Por outro lado, o aumento sustentado da pressão intraocular com a aplicação repetida de fármacos anti-VEGF na cavidade vítrea, está descrita na literatura5,6,7. Ocorre em cerca de 3-7% dos olhos submetidos a injecções repetidas7,8. Um estudo retrospectivo realizado no serviço de oftalmologia do HSJ em doentes com degenerescência macular da idade neovascular unilateral submetidos a mais de 20 injeções intravitreas evidenciou variação da PIO significativamente maior durante o follow-up, relativamente aos olhos contralaterais não tratados. Verificou-se ainda tendência para maior necessidade de tratamento médico para controlo tensional neste grupo de doentes, relativamente aos doentes submetidos a menos de 20 injeções9. O modo pelo qual a terapia anti-VEGF intravítrea provoca um aumento sustentado da PIO permanece desconhecido, mas vários potenciais mecanismos foram já apontados: efeito directo lesivo dos fármacos nas vias de drenagem do humor aquoso, lesão das vias de drenagem pelos picos repetidos após cada injecção, trabeculite, obstrução mecânica das vias de drenagem por agregados proteicos de alto peso molecular presentes nos fármacos pré-preparados, por proteínas de alto peso molecular provenientes do vítreo devido às múltiplas punções da hialóideia ou obstrução mecânica por gotículas de silicone provenientes das seringas7. Parece existir um maior risco de elevação sustentada da PIO em doentes submetidos a grande número de injecções repetidas (³ 29), sendo cerca de 13% a frequência de elevação tensional sustentada neste grupo de doentes6,7,8.

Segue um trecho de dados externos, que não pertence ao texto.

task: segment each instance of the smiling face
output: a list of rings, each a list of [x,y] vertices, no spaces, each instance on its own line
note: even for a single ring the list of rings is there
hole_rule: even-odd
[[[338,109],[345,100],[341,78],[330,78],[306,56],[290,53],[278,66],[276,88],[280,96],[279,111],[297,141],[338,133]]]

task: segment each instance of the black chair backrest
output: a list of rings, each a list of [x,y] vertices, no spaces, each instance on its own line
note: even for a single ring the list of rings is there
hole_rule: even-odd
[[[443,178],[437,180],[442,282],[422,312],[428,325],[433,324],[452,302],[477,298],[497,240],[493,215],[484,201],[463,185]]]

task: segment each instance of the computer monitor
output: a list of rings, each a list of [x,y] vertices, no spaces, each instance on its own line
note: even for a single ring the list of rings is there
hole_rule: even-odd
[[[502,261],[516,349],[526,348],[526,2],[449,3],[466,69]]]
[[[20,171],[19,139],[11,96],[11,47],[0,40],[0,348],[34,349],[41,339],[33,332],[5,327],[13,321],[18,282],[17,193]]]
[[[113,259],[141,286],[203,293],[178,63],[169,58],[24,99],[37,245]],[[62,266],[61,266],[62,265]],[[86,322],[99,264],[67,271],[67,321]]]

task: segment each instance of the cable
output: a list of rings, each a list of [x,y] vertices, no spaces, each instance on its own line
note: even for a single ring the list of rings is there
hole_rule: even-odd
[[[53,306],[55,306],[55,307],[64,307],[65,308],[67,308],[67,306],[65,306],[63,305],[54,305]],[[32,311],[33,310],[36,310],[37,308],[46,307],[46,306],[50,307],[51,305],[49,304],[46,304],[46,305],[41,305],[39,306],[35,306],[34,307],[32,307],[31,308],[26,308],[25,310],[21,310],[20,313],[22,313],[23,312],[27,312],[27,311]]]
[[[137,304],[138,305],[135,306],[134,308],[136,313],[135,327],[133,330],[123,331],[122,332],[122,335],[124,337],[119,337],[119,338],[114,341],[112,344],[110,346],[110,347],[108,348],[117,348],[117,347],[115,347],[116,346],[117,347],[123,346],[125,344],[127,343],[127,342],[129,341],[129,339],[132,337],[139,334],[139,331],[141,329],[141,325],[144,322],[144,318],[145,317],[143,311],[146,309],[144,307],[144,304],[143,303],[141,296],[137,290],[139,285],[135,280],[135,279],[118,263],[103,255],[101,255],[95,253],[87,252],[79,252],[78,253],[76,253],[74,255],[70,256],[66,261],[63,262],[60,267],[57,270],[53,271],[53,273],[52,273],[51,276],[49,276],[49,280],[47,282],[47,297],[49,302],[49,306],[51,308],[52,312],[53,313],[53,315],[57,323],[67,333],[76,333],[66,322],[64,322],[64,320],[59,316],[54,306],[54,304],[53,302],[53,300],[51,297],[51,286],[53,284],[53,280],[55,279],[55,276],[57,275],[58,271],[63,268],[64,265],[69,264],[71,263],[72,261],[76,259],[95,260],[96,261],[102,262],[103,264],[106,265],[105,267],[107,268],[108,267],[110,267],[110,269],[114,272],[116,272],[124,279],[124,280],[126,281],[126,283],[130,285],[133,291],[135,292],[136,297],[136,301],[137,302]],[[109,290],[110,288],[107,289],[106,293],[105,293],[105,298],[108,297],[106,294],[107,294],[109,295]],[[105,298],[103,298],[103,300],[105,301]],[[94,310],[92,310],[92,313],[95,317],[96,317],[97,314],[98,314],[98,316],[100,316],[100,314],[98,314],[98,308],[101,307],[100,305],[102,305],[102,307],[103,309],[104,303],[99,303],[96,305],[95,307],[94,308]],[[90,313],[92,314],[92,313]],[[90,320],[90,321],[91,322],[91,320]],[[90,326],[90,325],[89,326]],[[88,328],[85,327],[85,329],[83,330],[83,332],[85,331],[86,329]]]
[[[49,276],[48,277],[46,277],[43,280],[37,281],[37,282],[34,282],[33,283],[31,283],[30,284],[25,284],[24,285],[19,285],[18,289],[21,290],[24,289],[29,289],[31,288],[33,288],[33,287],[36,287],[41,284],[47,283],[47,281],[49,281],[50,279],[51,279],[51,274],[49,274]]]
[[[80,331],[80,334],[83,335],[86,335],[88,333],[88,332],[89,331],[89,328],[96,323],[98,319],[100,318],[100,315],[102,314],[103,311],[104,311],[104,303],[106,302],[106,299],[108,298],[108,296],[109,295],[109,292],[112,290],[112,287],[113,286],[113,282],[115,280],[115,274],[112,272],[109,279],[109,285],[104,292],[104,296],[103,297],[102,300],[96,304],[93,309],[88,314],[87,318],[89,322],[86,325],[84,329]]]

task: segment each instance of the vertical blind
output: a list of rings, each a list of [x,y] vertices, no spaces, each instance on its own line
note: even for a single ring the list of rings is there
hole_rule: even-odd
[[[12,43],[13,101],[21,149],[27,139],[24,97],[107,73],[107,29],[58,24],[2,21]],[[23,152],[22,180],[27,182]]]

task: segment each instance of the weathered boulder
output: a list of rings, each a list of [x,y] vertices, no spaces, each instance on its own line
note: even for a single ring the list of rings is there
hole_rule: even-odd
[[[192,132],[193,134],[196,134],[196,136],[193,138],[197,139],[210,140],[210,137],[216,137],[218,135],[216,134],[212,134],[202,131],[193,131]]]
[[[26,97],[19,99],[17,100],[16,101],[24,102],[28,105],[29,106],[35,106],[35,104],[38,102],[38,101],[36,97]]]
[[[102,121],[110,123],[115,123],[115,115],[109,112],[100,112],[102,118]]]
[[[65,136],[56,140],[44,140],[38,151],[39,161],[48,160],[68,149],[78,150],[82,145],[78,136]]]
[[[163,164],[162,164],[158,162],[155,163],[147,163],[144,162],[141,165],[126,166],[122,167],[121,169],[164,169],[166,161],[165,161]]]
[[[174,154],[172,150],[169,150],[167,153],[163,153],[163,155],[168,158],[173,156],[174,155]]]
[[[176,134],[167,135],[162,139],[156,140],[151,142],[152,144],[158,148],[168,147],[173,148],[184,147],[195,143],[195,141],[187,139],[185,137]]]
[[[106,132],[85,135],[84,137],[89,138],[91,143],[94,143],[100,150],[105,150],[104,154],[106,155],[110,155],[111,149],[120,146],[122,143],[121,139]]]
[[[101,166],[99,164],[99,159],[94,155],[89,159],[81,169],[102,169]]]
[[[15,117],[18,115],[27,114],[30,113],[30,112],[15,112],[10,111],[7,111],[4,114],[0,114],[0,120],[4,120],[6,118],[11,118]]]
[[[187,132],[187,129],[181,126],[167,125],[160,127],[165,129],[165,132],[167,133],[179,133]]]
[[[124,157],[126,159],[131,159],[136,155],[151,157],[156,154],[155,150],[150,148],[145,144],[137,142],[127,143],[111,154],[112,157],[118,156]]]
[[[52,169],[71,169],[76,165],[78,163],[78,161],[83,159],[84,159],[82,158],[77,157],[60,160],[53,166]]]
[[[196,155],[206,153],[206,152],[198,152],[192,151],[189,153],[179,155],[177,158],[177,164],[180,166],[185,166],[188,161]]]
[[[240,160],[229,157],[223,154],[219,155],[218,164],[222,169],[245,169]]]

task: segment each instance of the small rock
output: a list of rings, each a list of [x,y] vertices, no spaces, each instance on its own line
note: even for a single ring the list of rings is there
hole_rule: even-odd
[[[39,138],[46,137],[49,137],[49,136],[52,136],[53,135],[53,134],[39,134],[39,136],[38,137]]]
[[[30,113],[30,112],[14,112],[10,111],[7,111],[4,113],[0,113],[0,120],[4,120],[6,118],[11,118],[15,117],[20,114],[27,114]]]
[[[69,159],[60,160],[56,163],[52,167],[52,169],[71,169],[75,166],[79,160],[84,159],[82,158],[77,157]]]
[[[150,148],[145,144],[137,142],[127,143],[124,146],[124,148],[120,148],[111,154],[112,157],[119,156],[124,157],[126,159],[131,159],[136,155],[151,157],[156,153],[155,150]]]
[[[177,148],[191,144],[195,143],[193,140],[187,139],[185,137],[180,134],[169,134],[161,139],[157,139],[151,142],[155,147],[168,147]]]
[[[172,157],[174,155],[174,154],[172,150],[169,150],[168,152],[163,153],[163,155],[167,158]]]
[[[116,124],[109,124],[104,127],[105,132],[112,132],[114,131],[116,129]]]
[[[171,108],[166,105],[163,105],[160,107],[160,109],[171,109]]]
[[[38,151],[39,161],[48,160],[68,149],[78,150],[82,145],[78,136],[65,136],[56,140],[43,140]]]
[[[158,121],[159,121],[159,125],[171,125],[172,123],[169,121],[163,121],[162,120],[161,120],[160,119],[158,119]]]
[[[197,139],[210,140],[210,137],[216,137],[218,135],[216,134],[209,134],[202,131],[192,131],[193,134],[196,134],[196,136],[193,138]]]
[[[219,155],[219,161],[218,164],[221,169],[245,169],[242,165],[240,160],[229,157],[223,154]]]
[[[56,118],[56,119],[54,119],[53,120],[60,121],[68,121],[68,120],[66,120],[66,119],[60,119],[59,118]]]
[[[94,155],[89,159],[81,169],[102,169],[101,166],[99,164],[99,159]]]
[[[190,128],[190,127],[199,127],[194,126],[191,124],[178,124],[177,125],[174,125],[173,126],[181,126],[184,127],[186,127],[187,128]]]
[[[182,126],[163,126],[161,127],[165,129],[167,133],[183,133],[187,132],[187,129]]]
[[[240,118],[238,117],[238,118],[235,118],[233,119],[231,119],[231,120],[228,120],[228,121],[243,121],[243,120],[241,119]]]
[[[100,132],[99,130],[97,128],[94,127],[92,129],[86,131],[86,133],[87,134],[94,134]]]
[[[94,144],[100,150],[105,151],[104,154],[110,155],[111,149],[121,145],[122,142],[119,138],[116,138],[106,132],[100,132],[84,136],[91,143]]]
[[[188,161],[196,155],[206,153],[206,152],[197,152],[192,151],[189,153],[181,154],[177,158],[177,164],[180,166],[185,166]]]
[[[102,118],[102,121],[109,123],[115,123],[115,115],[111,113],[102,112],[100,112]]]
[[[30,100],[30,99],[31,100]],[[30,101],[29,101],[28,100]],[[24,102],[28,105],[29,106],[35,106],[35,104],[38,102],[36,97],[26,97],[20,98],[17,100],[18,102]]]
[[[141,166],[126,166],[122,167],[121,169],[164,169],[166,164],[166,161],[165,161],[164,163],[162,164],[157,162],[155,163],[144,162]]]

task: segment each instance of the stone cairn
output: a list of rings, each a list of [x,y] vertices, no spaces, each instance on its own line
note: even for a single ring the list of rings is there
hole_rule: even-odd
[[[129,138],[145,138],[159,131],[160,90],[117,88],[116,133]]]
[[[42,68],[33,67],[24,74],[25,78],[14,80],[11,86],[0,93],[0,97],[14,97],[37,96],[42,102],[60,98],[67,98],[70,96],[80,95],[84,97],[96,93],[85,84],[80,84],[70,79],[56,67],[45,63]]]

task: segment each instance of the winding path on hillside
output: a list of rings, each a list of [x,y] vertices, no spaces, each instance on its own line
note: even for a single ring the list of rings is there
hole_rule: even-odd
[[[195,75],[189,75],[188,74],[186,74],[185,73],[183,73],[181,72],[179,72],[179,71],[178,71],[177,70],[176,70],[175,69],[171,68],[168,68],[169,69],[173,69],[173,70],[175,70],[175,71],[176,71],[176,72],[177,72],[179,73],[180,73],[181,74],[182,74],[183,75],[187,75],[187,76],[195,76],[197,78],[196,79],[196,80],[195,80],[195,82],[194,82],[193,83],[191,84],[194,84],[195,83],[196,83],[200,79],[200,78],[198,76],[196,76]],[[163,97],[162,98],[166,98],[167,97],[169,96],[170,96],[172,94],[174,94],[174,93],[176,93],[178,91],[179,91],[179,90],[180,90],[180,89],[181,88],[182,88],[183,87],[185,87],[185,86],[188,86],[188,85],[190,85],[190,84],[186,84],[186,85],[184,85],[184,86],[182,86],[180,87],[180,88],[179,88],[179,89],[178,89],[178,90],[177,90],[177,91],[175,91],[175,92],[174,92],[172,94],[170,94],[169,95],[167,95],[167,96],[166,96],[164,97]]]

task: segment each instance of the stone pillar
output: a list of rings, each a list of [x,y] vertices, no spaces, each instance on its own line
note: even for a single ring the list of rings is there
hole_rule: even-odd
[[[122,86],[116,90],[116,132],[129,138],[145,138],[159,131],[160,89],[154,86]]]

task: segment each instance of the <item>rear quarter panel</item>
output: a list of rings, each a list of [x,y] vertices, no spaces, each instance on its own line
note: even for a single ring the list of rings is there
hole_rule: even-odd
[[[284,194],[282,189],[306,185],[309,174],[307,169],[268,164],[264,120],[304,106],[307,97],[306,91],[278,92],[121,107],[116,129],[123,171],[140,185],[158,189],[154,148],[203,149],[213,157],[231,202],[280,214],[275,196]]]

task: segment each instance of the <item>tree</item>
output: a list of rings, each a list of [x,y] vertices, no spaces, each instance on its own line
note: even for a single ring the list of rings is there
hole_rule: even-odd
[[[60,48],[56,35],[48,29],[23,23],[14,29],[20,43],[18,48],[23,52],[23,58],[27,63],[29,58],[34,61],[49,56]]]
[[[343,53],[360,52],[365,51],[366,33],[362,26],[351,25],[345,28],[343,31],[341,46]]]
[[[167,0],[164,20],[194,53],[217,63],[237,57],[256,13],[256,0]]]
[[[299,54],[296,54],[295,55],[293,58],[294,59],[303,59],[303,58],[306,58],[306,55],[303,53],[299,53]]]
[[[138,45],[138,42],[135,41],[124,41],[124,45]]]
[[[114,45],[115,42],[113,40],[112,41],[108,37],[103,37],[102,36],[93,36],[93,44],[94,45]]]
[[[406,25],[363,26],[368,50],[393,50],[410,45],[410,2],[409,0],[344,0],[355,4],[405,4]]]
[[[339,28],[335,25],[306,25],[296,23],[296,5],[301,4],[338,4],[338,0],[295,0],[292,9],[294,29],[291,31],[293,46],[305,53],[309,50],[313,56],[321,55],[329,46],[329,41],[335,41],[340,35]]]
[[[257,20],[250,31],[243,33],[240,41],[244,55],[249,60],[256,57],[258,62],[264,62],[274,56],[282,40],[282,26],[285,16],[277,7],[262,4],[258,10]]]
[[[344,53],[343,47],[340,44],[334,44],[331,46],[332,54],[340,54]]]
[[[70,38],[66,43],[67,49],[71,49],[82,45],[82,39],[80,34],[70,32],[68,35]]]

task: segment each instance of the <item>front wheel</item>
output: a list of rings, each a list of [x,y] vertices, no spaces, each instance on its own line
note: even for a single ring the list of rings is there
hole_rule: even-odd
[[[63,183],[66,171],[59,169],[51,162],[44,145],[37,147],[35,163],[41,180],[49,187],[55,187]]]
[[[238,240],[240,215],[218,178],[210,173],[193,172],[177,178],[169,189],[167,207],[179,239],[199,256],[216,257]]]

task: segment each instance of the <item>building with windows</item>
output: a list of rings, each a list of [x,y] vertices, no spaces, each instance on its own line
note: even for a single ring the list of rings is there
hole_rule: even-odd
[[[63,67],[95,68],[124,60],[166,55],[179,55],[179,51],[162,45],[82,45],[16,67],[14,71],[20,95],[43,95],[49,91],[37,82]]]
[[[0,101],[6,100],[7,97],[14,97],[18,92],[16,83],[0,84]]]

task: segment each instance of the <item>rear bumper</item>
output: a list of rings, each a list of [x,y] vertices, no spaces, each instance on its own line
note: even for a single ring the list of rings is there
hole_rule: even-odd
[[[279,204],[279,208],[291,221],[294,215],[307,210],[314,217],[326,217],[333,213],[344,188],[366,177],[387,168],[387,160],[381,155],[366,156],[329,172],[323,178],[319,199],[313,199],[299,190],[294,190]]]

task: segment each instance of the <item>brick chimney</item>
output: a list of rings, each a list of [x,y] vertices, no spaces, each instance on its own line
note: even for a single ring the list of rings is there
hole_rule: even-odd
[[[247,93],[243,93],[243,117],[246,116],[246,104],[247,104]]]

Vários mecanismos profiláticos e de vigilância dos doentes têm sido sugeridos de modo a detetar e tratar precocemente a hipertensão intraocular minimizando as possíveis repercussões no nervo óptico. Foi assim aconselhada a monitorização dos valores tensionais antes do tratamento e nas consultas de seguimento, sendo mesmo desejável em doentes de risco a realização de OCT de glaucoma simultaneamente com o OCT da retina. É também sugerido o tratamento precoce de elevações tensionais significativas, evitar aumento de volume injetado para diminuir picos tensionais e em doentes de risco diminuir ligeiramente o volume injetado. Finalmente, é sugerido reduzir o número total de injeções usando, quando clinicamente possível, regimes de tratamento de acordo com a necessidade.